Day One, Scene One, Chapter One

So I started work on the first scene of the first chapter of my Russian steampunk novel. I got eight hundred words or so done. It was initially a disappointing read. It lacked the the richness, power and drama I thought it would contain when I conceived the scene.

This is normal. For me, it’s how the transition from imagination to prose often works. In my mind, I had a picture of a landscape somewhere between Dore’s illustrations of 19th century London slums and Miyazaki’s villages from Laputa the Flying Island. Dark satanic factories belched forth smoke and flame. Things did not turn out quite this way. There was little of the sense of place I had imagined. I assume I will manage to shoehorn it in later. At least I know it’s missing.
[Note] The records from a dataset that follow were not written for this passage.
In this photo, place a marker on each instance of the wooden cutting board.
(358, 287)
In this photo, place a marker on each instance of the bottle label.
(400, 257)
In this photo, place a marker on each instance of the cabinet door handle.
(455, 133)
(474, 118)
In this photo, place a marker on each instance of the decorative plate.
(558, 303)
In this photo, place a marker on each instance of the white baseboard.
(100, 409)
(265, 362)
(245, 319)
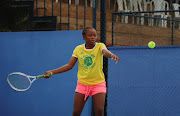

I had envisioned writing the book in third person, but somehow when it came to it, I was in first person. I blame the influence of Jim Butcher. My elevator pitch to myself for the book was Harry Dresden meets Maxim Gorky meets Full Metal Alchemist. Seems my subconscious took that seriously.

The setting was bare. There was no physical description of the characters. These are things I know I will get around to fixing at some point. Right now, I am just pressing ahead to get some feel for the book. There was a sense of the character’s personalities and there were bits that were striking. We’ll get to those in a moment.

The scene did not start where I thought it would when I outlined it. I imagined an armoured train arriving in the aforementioned Miyazaka/Dore Czarist metropolis. But when the hero looked out the train’s window he did not see streets of soot-smudged snow, he saw a bare, frozen landscape, stripped of the trees he remembered once being there.

I am not sure why, but this happens often. I think I am going to sit down and write some specific thing but my brain decides I am going to write something else. Sometimes it’s just the characters getting up to their monkey tricks, doing what they want, not what I want. It’s frustrating but, over the years, I have found that it’s best to just to go with it. I’ll get to my destination through these detours. They are often the most interesting part of the journey anyway.

Details which were not in my outline emerged. One of the hero’s companions was reading a dime novel set on the Siberian Frontier. He liked reading them despite the fact he had been to Siberia and knew it was nothing like the pulps. He had black ink smudged on his finger tips from the cheap paper. Nice detail. No idea where it suddenly came from.

Our hero mentioned the missing forests in conversation. Turns out they were missing because they had been devoured by the factories during the recent mass industrialisation– they were fuel and wood pulp and kindling for the stoves of the masses.

Of course, they were. Clearly my underbrain had been giving this matter some thought even if my conscious mind had not.

And so it went on. Lots of surprising details, a vague connection to my outline. I’ll probably post this scene tomorrow along with my notes for revision. (Hey, I am currently on the lookout for easy daily posts.) We can compare it to the final version at some future date.